Feature importance: Shapley values for financial models
SHAP values provide a principled way to understand feature importance in ML models.
import shap
explainer = shap.TreeExplainer(model)
shap_values = explainer.shap_values(X_test)
shap.summary_plot(shap_values, X_test)
Key findings from my analysis:
- Momentum features (5d, 21d returns) have the highest SHAP values
- Volatility features are most important during regime transitions
- Calendar features matter more than I expected (quarter-end effects)
9 Replies
I've found that sector neutrality is a key factor in the scoring.
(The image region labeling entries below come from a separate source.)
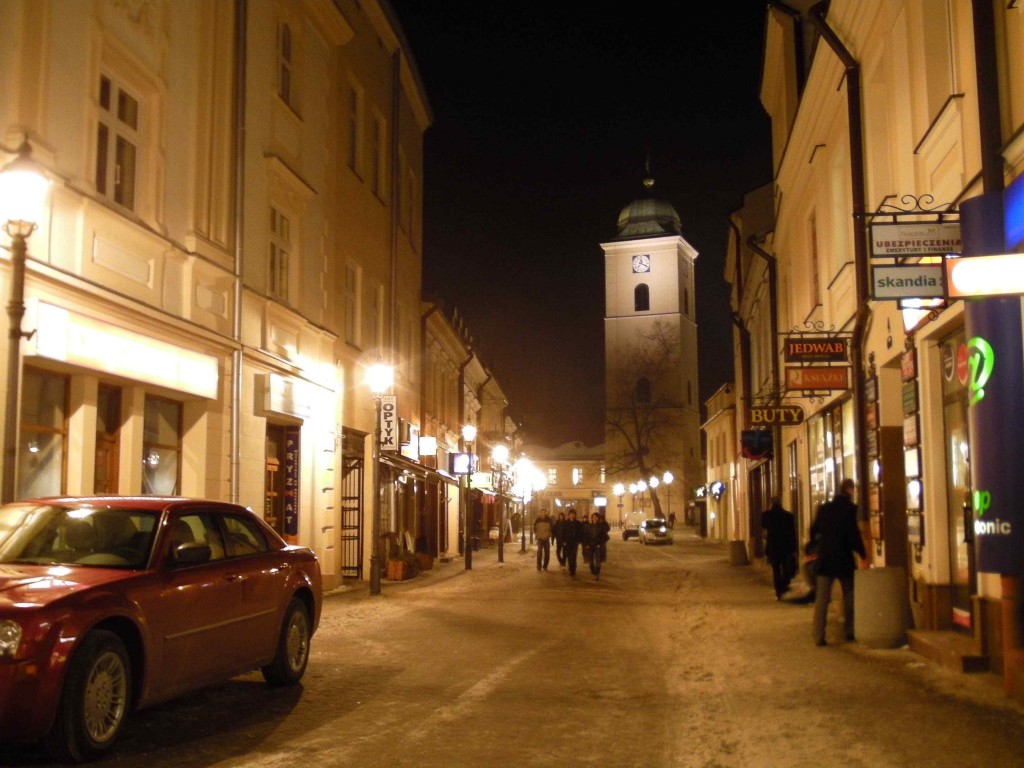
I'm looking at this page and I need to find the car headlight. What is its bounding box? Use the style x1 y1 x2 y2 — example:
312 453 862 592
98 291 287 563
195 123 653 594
0 618 22 658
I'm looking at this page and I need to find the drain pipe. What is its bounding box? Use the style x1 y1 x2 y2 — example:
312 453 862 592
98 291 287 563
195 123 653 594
729 217 751 429
808 0 871 521
746 229 793 505
228 0 249 504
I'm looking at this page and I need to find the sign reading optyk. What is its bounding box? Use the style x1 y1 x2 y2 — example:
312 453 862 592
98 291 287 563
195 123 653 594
381 394 398 451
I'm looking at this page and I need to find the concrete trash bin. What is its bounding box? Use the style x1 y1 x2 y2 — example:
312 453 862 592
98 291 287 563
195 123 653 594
853 566 912 648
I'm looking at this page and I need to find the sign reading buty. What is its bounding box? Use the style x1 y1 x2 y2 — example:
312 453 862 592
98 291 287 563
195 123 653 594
751 406 804 426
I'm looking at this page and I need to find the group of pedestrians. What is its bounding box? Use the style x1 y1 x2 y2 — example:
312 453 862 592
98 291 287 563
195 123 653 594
534 507 611 579
761 478 867 645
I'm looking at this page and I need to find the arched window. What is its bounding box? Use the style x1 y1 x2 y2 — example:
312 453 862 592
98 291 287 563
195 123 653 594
633 283 650 312
636 378 650 403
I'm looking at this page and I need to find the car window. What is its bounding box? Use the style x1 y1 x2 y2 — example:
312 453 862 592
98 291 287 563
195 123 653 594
0 505 156 568
222 515 268 557
170 514 224 560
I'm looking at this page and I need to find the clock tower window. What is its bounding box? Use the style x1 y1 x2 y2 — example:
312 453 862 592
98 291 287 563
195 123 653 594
633 283 650 312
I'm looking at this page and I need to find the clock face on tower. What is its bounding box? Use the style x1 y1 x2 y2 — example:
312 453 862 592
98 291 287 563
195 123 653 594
633 253 650 272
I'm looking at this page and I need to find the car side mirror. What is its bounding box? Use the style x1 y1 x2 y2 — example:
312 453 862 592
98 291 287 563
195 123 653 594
171 542 210 565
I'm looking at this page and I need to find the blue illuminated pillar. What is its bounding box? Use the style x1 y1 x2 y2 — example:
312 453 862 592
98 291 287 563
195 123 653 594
959 193 1024 577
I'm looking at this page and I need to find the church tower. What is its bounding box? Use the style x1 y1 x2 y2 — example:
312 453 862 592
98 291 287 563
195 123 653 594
601 176 703 521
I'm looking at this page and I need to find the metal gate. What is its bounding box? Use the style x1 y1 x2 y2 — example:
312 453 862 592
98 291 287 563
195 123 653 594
341 456 362 580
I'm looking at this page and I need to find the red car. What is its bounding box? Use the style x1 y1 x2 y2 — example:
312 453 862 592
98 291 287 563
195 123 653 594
0 497 322 762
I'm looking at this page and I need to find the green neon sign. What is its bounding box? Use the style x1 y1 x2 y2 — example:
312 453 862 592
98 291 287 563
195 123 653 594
967 336 995 406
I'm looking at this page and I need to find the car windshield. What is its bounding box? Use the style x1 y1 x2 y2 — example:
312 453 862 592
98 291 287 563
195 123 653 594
0 503 157 568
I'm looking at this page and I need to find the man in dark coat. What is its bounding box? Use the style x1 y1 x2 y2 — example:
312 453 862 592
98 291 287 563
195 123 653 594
562 507 584 579
761 496 797 600
811 477 867 645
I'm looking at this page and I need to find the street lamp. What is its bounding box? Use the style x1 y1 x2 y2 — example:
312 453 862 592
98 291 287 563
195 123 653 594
0 140 49 504
515 456 537 552
367 362 394 595
611 482 626 525
460 424 476 570
490 442 509 562
662 470 676 522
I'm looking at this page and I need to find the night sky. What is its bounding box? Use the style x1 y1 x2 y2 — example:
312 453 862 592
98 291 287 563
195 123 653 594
391 0 771 445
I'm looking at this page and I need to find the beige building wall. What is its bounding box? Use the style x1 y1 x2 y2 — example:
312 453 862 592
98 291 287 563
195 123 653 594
755 0 1024 692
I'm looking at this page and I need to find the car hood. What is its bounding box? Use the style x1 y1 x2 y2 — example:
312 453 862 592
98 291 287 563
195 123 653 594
0 563 133 608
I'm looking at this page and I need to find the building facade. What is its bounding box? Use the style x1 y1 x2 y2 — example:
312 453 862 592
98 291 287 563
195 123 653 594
0 0 430 588
741 0 1024 694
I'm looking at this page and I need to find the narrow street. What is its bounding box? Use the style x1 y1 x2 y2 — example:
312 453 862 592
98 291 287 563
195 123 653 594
0 529 1024 768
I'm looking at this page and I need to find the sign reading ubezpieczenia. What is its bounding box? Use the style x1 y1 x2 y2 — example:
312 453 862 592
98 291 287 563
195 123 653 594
871 264 945 299
871 221 964 258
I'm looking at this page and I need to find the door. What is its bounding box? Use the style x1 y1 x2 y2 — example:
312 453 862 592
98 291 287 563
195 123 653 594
92 384 121 495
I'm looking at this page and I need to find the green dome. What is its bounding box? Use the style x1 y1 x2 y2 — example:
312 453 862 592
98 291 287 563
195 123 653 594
615 177 682 240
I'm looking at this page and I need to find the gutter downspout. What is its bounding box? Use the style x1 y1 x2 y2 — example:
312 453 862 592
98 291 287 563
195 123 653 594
729 217 751 429
808 0 871 521
387 48 401 366
228 0 249 504
746 230 793 504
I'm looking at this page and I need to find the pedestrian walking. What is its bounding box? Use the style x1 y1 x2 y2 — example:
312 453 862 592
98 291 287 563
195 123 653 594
562 507 584 579
587 512 611 579
811 477 867 645
534 509 554 570
551 512 565 568
761 496 797 600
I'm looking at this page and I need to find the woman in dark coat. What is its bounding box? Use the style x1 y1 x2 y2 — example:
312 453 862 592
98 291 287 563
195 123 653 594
811 478 867 645
561 507 584 579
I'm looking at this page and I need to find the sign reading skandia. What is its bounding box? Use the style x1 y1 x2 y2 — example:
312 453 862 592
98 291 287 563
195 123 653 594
784 336 850 362
871 264 945 299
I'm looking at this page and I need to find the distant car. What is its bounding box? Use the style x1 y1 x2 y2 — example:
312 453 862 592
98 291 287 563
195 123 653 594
0 497 322 762
640 517 672 544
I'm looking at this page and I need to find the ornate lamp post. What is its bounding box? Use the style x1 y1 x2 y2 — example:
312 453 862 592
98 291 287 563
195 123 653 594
0 141 49 504
611 482 626 527
367 362 394 595
459 424 476 570
490 442 509 562
515 456 537 552
662 470 676 520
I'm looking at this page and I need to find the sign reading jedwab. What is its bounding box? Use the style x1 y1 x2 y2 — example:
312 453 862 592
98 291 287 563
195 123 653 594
381 394 398 451
785 336 850 362
871 221 964 258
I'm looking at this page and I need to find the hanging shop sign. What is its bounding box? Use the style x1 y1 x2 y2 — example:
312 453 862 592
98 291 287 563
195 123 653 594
871 264 946 300
871 221 964 258
785 366 850 390
751 406 804 426
783 336 850 362
381 394 398 451
285 427 302 537
944 253 1024 299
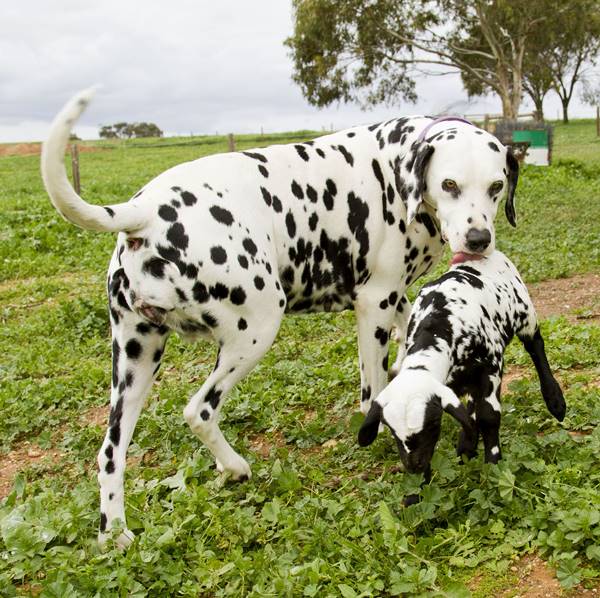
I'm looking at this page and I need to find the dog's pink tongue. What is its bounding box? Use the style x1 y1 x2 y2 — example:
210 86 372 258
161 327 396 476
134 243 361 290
450 251 483 266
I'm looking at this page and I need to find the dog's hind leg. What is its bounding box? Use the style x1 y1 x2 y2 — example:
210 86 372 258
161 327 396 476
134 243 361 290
354 291 395 415
456 395 479 459
183 297 283 481
519 328 567 421
473 372 502 463
98 306 169 548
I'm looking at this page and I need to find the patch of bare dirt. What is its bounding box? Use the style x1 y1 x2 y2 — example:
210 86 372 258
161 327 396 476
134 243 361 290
0 142 108 158
0 405 110 499
0 442 64 498
529 273 600 321
498 554 600 598
500 554 563 598
248 431 286 459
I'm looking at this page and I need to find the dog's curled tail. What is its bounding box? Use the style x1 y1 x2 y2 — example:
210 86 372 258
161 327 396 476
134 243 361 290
41 88 147 232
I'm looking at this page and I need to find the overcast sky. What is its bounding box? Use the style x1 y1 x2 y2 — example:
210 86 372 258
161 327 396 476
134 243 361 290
0 0 592 142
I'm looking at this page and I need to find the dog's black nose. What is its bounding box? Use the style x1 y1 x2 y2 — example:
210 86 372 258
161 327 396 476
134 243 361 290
467 228 492 252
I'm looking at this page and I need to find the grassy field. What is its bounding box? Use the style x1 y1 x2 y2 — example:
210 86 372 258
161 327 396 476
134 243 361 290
0 121 600 598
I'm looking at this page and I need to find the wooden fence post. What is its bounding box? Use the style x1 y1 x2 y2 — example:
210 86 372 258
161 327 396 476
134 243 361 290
71 143 81 195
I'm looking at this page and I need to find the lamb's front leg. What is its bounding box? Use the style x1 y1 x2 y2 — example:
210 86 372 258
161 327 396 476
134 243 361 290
388 295 411 380
519 328 567 422
354 289 397 415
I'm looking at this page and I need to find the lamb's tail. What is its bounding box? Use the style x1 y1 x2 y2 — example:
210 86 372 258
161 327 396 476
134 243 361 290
42 88 148 232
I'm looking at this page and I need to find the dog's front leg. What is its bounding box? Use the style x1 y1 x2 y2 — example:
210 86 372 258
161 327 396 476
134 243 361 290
355 291 395 415
475 372 502 463
388 295 411 380
98 312 168 548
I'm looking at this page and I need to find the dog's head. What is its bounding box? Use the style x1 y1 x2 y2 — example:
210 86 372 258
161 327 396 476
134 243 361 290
401 122 519 255
358 371 473 476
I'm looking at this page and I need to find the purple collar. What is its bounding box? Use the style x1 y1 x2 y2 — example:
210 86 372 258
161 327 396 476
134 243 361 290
417 116 475 143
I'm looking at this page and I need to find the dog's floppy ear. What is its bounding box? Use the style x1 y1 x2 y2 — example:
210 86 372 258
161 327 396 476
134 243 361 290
404 141 434 226
358 401 383 446
504 147 519 226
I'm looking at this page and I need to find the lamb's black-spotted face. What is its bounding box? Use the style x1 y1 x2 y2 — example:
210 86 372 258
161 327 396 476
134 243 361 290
425 131 509 255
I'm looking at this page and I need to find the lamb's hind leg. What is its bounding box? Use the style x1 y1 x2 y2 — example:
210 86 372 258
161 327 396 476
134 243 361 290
183 307 283 480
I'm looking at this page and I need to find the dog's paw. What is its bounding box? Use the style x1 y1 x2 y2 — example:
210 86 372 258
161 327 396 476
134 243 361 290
217 455 252 482
98 528 135 550
456 432 477 460
542 382 567 422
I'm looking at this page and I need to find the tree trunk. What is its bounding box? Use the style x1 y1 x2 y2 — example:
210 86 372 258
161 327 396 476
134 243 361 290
560 98 569 125
532 98 544 122
500 89 517 120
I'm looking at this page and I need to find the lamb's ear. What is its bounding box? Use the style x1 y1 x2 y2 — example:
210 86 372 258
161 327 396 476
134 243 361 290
504 147 519 227
358 401 383 446
439 384 473 430
404 141 434 226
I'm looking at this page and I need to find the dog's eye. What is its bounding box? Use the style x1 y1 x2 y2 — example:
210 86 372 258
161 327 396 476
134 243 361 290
127 237 144 251
490 181 504 195
442 179 458 193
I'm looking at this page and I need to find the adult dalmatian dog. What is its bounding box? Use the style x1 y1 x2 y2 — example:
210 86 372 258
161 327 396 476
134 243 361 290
42 91 518 545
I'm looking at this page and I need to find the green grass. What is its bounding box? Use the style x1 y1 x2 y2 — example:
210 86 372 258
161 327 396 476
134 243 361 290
0 122 600 597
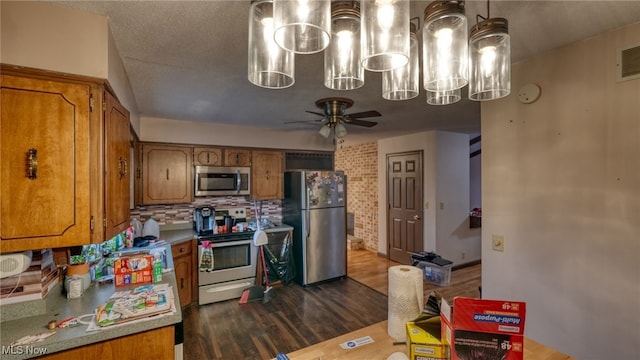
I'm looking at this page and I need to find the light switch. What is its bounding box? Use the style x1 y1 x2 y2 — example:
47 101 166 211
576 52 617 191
491 234 504 252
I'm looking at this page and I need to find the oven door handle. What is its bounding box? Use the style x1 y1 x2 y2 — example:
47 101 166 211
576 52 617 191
206 281 253 293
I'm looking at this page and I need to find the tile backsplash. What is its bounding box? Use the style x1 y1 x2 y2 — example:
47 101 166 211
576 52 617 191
131 196 282 225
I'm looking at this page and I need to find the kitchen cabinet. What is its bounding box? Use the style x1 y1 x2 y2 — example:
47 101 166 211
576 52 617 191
101 92 131 242
171 240 197 307
251 150 284 200
193 147 224 166
224 148 251 166
0 65 129 253
38 326 175 360
140 143 193 204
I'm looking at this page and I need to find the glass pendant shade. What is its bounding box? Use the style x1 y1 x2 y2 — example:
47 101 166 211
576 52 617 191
248 0 295 89
427 89 462 105
334 123 347 139
422 1 469 91
469 18 511 101
360 0 410 72
273 0 331 54
382 23 420 100
324 1 364 90
318 125 331 138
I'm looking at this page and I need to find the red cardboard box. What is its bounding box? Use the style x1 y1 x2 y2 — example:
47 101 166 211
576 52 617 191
440 297 526 360
113 255 153 286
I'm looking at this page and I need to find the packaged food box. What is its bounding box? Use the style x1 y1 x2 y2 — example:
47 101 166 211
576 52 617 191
113 255 153 286
407 316 449 360
440 297 526 360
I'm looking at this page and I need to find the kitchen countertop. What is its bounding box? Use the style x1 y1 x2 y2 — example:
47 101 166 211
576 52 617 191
276 320 573 360
0 245 182 359
160 223 293 245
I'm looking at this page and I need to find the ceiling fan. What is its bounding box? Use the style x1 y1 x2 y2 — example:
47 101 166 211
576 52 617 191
287 97 382 138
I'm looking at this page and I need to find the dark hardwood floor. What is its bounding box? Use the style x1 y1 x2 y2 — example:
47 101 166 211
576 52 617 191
183 250 480 360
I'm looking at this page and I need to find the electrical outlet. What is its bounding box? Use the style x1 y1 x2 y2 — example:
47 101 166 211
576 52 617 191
491 234 504 252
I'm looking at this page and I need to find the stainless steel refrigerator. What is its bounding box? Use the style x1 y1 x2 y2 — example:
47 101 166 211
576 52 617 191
282 170 347 286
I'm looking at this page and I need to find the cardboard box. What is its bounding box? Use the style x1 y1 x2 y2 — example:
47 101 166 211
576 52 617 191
113 255 153 286
440 297 526 360
407 316 449 360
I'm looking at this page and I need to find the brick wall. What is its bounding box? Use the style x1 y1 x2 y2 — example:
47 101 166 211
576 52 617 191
335 142 378 251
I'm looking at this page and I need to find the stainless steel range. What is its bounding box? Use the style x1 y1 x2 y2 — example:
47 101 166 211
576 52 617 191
198 208 258 305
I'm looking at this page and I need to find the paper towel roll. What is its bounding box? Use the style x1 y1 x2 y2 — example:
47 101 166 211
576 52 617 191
387 265 424 341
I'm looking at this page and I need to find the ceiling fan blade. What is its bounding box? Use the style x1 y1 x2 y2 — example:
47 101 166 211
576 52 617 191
305 110 326 117
284 119 324 124
346 110 382 119
344 119 378 127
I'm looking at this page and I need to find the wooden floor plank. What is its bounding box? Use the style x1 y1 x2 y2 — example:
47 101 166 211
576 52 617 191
183 250 481 360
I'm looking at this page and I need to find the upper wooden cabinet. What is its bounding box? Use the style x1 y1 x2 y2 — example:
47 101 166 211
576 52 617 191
193 147 224 166
0 66 129 253
140 143 193 204
224 149 251 166
102 92 132 239
251 150 284 200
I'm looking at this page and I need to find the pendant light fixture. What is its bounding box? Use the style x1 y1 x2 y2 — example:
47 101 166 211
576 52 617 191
382 22 420 100
248 0 295 89
273 0 331 54
422 1 469 92
360 0 409 71
469 0 511 101
324 1 364 90
427 89 462 105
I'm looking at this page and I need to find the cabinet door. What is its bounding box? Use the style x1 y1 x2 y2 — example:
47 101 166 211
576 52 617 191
224 149 251 166
0 75 91 252
104 92 131 239
142 144 193 204
251 151 284 200
193 147 223 166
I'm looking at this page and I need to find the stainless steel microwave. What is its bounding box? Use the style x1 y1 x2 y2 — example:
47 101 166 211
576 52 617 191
194 165 251 196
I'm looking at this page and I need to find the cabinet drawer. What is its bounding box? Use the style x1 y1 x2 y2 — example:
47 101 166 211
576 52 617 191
171 240 192 258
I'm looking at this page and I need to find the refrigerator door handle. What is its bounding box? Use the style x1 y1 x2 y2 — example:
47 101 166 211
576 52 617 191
304 210 311 239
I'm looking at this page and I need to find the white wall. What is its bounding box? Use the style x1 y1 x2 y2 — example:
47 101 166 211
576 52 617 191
378 131 480 264
140 116 333 151
482 23 640 360
0 1 139 133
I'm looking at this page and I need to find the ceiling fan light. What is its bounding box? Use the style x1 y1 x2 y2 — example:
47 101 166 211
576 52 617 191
427 89 462 105
273 0 331 54
469 18 511 101
335 123 347 139
382 23 420 100
324 1 364 90
247 0 295 89
422 0 469 91
360 0 410 72
318 125 331 138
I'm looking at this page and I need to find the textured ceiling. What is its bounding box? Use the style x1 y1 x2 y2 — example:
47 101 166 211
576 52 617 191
55 0 640 143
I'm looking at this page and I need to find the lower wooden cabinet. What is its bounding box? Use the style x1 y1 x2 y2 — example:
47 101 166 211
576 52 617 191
171 240 197 307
Strategies that are long one sector and short another tend to underperform.
Thanks for sharing! This is exactly the kind of insight that helps the community grow. Bookmarking this thread.
Has anyone tried using attention mechanisms for this? The temporal attention weights could tell you which historical periods are most relevant.
Anyone else noticing that momentum factors have been working particularly well in the last month of competition data?
For those wondering: yes, you can use external Python packages in submissions, but they must be in the approved list. No custom C extensions.
One more thing: the scoring engine uses a held-out test period that you never see. So your validation score is the best you can do.
The biggest mistake I see newcomers make: optimizing for the wrong metric. Sharpe != best trading strategy. Consider Calmar, Sortino, and max drawdown.
The biggest mistake I see newcomers make: optimizing for the wrong metric. Sharpe != best trading strategy. Consider Calmar, Sortino, and max drawdown.
Great analysis! I've been using a similar approach with rolling z-scores and it's been working well for mean reversion signals.
For factor models, I'd strongly recommend the Fama-French 5-factor model as a starting point. It captures most systematic risk.
I disagree about the GARCH approach. In my experience, realized volatility estimators (like the Rogers-Satchell estimator) outperform parametric models.